I have a torch tensor of shape (batch_size, N). I want to apply functional softmax with dim 1 to this tensor, but I also want it to ignore zeros in the tensor and only apply it to non-zero values (the non-zeros in the tensor are positive numbers). I think what I am looking for is the sparse softmax.

I came up with this code: GitHub, but seems like it uses nn.Module instead of functional.

How can I use that sparse softmax as a functional one (that is, it is not a layer)?

As I see their code, something like that might do the trick.

def sparsemax(input, dim):
"""
Args:
input (torch.Tensor): Input tensor. First dimension should be the batch size
Returns:
torch.Tensor: [batch_size x number_of_logits] Output tensor
"""
# Sparsemax currently only handles 2-dim tensors,
# so we reshape to a convenient shape and reshape back after sparsemax
input = input.transpose(0, dim)
original_size = input.size()
input = input.reshape(input.size(0), -1)
input = input.transpose(0, 1)
dim = 1
...
...

If you ignore it I think that during the back-propagation your model will calculate the gradient in the wrong way.
Hence the role of backward (and thus the use of nn.Module).
Let me check with an example.

Why don’t you want to use the version with nn.Module?

I didn’t look at the github code you linked to, but, in general, if you
have a (properly-written) torch.nn.Module or torch.autograd.Function, you can instantiate it “on the fly” and
call it, rather than using it as a “layer” in a model.

Thus, for example:

probs = torch.nn.Softmax (dim = 1) (logits)

is the practical equivalent of:

probs = torch.nn.functional.softmax (logits, dim = 1)
# or
probs = torch.softmax (logits, dim = 1)

Hi KFrank, thanks for your help. Also as pascal_notsawo said, I need it separately to apply to a tensor and do not need its gradients. So in that case, I can warp it with no_grad and it will be fine right?
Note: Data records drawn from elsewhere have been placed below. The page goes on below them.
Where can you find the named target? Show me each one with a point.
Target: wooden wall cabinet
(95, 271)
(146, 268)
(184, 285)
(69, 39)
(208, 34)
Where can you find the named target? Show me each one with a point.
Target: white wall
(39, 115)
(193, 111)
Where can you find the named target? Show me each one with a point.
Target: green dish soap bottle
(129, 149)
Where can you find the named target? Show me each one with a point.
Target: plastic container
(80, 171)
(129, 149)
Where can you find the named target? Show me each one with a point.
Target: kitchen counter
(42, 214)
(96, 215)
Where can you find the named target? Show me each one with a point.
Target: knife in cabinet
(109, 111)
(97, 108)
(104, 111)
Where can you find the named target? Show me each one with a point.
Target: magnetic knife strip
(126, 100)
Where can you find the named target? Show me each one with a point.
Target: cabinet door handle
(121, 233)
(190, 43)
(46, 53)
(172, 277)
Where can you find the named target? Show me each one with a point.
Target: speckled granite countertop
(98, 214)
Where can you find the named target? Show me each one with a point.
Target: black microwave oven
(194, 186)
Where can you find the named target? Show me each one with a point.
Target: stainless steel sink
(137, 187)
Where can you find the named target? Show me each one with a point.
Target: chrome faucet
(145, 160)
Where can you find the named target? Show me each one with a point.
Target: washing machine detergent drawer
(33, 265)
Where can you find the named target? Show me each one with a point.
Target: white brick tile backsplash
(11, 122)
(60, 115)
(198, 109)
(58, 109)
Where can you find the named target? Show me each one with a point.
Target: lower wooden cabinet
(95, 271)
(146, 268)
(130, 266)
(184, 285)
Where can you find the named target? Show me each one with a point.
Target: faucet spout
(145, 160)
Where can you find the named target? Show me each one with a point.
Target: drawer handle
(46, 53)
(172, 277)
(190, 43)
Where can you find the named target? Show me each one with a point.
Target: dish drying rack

Roughly speaking, whether computations are tracked for potential future
gradient computation depends on the tensor being passed through the
function, rather than on the function itself.

In short, I wouldn’t worry about it. Even if you pass a tensor with requires_grad = True through your function, your function’s backward() will only be called if you call backward() on something
that depends on the result of calling your function.

(If you do call your function on a tensor with requires_grad = True
and you know that you won’t be needing the associated gradient,
you can wrap your function call in a with torch.no_grad(): block
to save on the overhead of building that branch of the computation
graph. But I would wrap the function call rather than the innards of
the function itself.)